02 August, 2007

Emerick again

I haven’t been liking the Emerick, I’ve been nuts about it. I not putting it down until I’m finished--no wait, I am putting it down because I want it to last. I’m now @ point where the Beats are recording Abbey Road- soon its gone. I didn’t think I’d like the book this much, but I find myself once again checking out the DVD anthology to watch yet again. So much is interesting about this book. It provides a real insider look @ one section of the Beatles career- the most important, I guess- the studio. Emerick is not there for all the recordings, but eventually, since they prize him as engineer above all, he’s on most of their songs.

The characters he describes are well known: dour George, the drugged up White Album jamming till 4am and the engineers just wanting to go home, George Martin conniving to get more of the credit then Emerick feels he deserves, The craziness when Yoko arrives in the studio, etc…..

Like the events in Berlin, April 1945, I’m fascinated by the fall of the Beatles. I’m @ the period now where it’s just fights and bad feelings, and they way Emerick describes it: wow, it was a real shitty situation where they were old enough to go their own ways but not old enough to realise the great bond they had. As old men, I’m sure John would have joined the Anthology project

The book is also a refreshing change from the Beatle books I have read recently. I red that big Spita bio, and I thought it was great. But then I read maybe 5-6-7 other books, and except for Miles boi. of Paul, they all sorta rehashed old stuff.
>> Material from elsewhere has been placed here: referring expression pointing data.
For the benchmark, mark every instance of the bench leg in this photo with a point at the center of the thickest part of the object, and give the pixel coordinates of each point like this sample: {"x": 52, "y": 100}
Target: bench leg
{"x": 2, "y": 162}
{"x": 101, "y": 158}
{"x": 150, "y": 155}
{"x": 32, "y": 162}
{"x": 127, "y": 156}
This book, while making reference to the rehashes, is directed towards a real insiders look @ how they made the songs in the studio, the experience of those days, and the personalities inside the studio. He really doesn’t write of them outside the studio except in passing, only what he knew.

And, as sorta stated when I last posted on this book, I also love the little incidents when Ewould meet the Bats outside the studio- there’s him with a date and John pops up nearby, or @ a party and there’s Lennon again. Just a very interesting book.